Boeing And Saab Join Up for T-38 Replacement

Unlike the competition, (shown) it appears that Saab/Boeing appears to be going with a clean sheet design:

Boeing and Saab have signed an agreement to jointly develop and build an all-new aircraft for the U.S. Air Force’s T-X trainer competition, aimed at a replacement for the service’s 540-plus T-38 trainers. Boeing will be the prime contractor, but both companies will invest in the new aircraft, which will compete with three candidates based on non-U.S. off-the-shelf aircraft: the BAE Systems Hawk, offered by partner Northrop Grumman; the Alenia M-346, with General Dynamics as the prime; and the Korean Aerospace Industries T-50, proposed by development partner Lockheed Martin.

Although Boeing and Saab are giving no details of the design—which in any case is described as flexible, depending on an Air Force requirement that has yet to firm up—it will not be based on Saab’s Gripen, beyond incorporating “some Gripen DNA,” an industry source says. This shows that the two companies expect to offer a smaller and cheaper aircraft than the Gripen-sized T-50.

On the other hand, Saab’s expertise is in high-performance aircraft, pointing toward a fast and agile trainer that can produce pilots ready to handle complex fighters with no two-seat versions, like the F-22, F-35 and (so far) the JAS 39E.

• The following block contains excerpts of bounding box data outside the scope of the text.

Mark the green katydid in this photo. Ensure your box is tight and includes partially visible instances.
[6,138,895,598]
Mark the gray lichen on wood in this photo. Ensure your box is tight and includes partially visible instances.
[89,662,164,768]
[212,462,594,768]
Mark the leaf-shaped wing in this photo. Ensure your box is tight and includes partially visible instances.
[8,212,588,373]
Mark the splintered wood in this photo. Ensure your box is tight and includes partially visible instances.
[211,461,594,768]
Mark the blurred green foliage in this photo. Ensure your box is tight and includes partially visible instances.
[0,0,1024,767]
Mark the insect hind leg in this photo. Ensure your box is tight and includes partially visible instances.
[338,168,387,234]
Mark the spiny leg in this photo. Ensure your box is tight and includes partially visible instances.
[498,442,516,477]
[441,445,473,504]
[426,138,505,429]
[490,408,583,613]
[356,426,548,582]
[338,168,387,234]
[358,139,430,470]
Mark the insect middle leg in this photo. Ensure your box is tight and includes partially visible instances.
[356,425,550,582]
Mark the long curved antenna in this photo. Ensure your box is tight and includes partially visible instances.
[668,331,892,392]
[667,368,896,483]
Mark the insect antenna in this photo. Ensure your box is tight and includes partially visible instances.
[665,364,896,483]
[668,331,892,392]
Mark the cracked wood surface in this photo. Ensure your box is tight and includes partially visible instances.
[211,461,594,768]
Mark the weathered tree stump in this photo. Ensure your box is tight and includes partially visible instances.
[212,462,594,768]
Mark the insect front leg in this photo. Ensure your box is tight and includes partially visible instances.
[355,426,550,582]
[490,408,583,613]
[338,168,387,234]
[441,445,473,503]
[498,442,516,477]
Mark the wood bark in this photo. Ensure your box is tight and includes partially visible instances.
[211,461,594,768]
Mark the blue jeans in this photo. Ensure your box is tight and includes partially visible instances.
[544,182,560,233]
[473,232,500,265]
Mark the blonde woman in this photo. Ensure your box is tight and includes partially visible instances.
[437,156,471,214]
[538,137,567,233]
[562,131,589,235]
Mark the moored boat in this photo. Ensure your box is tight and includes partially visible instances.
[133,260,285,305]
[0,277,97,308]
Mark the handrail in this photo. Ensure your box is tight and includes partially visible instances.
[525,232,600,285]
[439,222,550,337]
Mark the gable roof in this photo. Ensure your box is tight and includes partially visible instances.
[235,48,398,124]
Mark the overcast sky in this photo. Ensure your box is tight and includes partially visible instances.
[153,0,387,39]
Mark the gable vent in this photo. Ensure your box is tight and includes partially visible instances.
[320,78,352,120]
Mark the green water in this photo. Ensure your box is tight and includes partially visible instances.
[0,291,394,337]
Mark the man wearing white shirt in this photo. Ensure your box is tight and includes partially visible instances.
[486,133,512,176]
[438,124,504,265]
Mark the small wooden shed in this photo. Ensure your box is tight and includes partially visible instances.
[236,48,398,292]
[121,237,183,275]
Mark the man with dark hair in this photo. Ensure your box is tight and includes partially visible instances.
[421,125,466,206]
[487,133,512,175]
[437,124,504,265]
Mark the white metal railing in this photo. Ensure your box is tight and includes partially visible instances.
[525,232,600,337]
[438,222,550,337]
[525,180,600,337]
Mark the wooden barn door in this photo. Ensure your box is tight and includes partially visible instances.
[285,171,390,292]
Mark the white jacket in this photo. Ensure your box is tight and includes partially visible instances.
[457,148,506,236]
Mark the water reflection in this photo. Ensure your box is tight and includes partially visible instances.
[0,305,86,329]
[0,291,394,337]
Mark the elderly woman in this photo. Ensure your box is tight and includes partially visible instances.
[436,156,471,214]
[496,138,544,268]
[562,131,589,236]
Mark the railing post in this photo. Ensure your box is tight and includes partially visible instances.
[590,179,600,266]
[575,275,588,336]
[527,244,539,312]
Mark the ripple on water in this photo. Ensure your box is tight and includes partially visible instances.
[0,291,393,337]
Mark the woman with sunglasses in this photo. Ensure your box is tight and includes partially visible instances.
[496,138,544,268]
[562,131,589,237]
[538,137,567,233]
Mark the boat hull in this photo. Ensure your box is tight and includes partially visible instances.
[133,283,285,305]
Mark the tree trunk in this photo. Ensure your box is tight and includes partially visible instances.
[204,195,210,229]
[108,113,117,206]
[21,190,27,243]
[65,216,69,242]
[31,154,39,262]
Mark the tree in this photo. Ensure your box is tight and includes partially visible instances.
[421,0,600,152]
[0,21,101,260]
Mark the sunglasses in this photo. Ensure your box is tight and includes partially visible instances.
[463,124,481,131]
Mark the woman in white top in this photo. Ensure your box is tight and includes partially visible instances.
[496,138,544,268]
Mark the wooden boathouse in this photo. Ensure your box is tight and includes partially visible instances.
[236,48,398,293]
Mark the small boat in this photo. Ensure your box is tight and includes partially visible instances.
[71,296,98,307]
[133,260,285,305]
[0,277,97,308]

Discussions between Saab and Boeing were reported in September but have been underway for “much longer,” a Saab source says. Saab’s demonstrated capability in designing aircraft for flexible, affordable production is the key to the agreement, says an industry source. At the Paris air show in June, Saab President/CEO Hakan Bushke said the company had reduced production costs on the Gripen C/D even while slowing annual production to 8-12 units from 28, and that the larger JAS 39E would be cheaper still. “Bushke has made no secret of the fact that Saab is highly profitable at such rates,” says a Saab official.

The fact that the expertise that the Swedes bring to the table is the ability to deliver on time and on budget is yet another case of the the almost 400 year fallout from the sinking of the Vasa.

While Saab is adamant that the trainer will not be a Gripen E derivative, I’ve always thought that if you took the base Gripen, pulled the afterburner off of the F-404 (Volvo RM-12), and pulled out the radar, and removed some hard-points, they could have a decent trainer, though the direct operating cost would almost certainly be more than the that of the Hawk, which has about ½ the installed thrust of the Gripen.

Looking the competitors, with installed thrust varying by almost a factor 3, one can not help but think that the requirements of the program are not clear to the bidders.